Mes larmes ne purent couler ; la douleur les brûlait dans mes yeux, et malgré les sages paroles du bon moine la révolte grondait dans mon cœur. J’avais hâte de partir pour me trouver seul. Je quittai donc le père Balzani et la bonne Peppina. Je descendis à pied jusqu’à Florence où je ne m’arrêtai que pour prendre un « vetturino » qui devait me conduire à Prato.

Pendant tout le trajet je fus en proie à une espèce de fièvre ardente. Parfois, je me sentais brisé, broyé ; il me semblait que mon corps allait tomber en dissolution ; parfois, au contraire, j’éprouvais une telle surexcitation dans tout mon être que j’aurais voulu lutter contre la nature entière. Par moments aussi il me semblait qu’une griffe de vautour me déchirait le cœur, et ma main, comme si elle eût voulu la saisir et la briser, labourait de ses ongles ma poitrine. Tout près d’arriver, j’aperçus un paysan, qui nonchalamment s’en allait en chantant dans la campagne ; je fus tenté de lui crier : Mais tais-toi, misérable ! Tu ne sais donc pas qu’elle est morte ?

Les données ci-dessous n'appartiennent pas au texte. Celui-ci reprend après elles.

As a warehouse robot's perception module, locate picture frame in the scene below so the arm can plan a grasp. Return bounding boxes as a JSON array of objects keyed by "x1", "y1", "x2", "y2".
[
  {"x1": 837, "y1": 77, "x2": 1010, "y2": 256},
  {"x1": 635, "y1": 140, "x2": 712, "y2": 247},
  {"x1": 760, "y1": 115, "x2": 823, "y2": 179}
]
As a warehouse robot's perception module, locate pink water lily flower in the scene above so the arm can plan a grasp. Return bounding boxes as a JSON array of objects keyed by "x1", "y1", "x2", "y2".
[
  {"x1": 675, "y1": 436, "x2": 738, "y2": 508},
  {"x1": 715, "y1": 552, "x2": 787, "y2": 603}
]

Enfin le « vetturino » me déposa à la porte du cimetière. Dans une petite ville de quelques milliers d’âmes, les morts ne sont pas très fréquentes. Aussi me fut-il facile de trouver la place où reposait ma bien-aimée. Je me précipitai vers la terre fraîchement remuée, et je tombai à genoux en criant : Pia, ma chère Pia, m’entends-tu ? Réponds-moi… C’est Carlo, qui vient te dire le dernier adieu. Mais non, tu n’es pas, tu ne peux pas être morte…, ils t’ont enterrée vivante, les insensés… Tu t’étais endormie pour mieux m’attendre… Mais comme tu dois être mal dans cette couche étroite… Je ne veux pas que tu te réveilles en heurtant tes membres délicats aux parois de la tombe… Ah ! comme cette terre doit peser sur toi… Elle t’étouffe…, je t’entends crier…, tu me tends les bras… Attends, attends, je vais te délivrer et t’emporter loin de ce lieu maudit… C’est la chambre nuptiale qu’il te faut… Oh ! comme tu seras belle dans ta blanche robe d’épousée ! Et tout en parlant ainsi je creusais la terre de mes mains… Elles étaient déjà tout ensanglantées… J’étais à bout de forces. Alors, désespéré, la tête en délire, je pris encore une poignée de terre, et la lançant vers le ciel je criai : Ô mort, c’est vrai, tu as vaincu ! Sombre divinité, prends encore cette victime ; je t’appartiens !…

Elle ne voulut pas de moi.

Vers le soir, je fus réveillé par la pluie d’orage qui commençait à tomber. Je me remis sur pieds, et je me traînai jusque chez moi, chancelant et exténué ; car je n’avais ni bu ni mangé de la journée. Quand la Gazza m’aperçut elle poussa un cri d’effroi ; elle n’eut que le temps d’arriver pour me soutenir.